Investigation of intrinsic errors fields in MAST-U device (Oxford, UK)

In magnetic fusion devices, undesired non-axisymmetric magnetic field perturbations, typically called error fields, have been observed to have a detrimental effect on plasma stability and confinement. These spurious perturbations can arise from many sources, namely misalignment introduced in the construction of the device, imperfections in the manufacture of the field coils, 3D structures in the wall surrounding the plasma, current feeds and the presence of ferromagnetic materials near the plasma surface. Error fields with toroidal mode number n = 1 can destabilize magnetic islands in otherwise tearing-stable plasmas, as the m=2, n=1 mode (being m the poloidal mode number), leading to plasma termination.

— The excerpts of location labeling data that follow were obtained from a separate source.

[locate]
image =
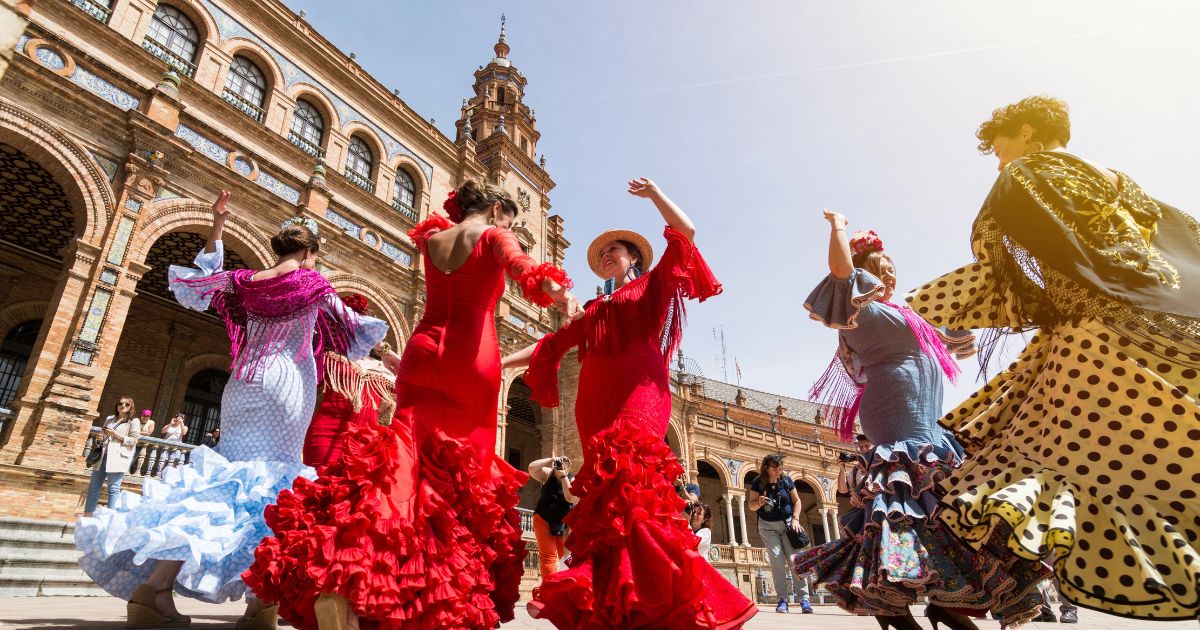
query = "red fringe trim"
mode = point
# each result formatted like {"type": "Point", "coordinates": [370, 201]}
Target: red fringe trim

Moreover, error fields can inhibit the exploration of some operational regimes, such as at low density and at high-pressure, and within a plasma scenario, they can be also responsible of fast ion losses, rotation braking, thus causing plasma performance degradation. The main strategies that can be adopted to reduce n=1 error fields are: a careful alignment of the divertor, poloidal field coils, i.e. applying coil shift and tilt, when assembling a fusion device, and the installation of error field correction coils capable of inducing a magnetic field pattern which counteract the error field source. In this Thesis work, a database of 90 discharges performed in the MAST-U device, upgrade of the previous MAST tokamak, located at the Culham Centre for Fusion Energy, Oxfordshire, England, has been analyzed to achieve the following objectives: i) identify the n=1 error field and ii) investigate the dependence of the m=2, n=1 mode onset, i.e. the locked mode, with plasma density. During the assembly of MAST-U, to minimize the n=1 intrinsic error field due to the coil manufacturing, a careful alignment of the magnetic field coils has been applied. To assess the presence of a residual error field, the compass scan method has been executed. This method consists in triggering a locked mode by applying a n=1 probing error field with different phases and relies on an accurate detection of the locked mode onset. In this Thesis work, a robust and reliable tool able to detect such a triggering mechanism has been developed which allows to reach the objectives above mentioned. Thanks to its portability, such a tool can be also exploited for real-time applications, such as disruption avoidance, as proposed in the next MAST-U campaign.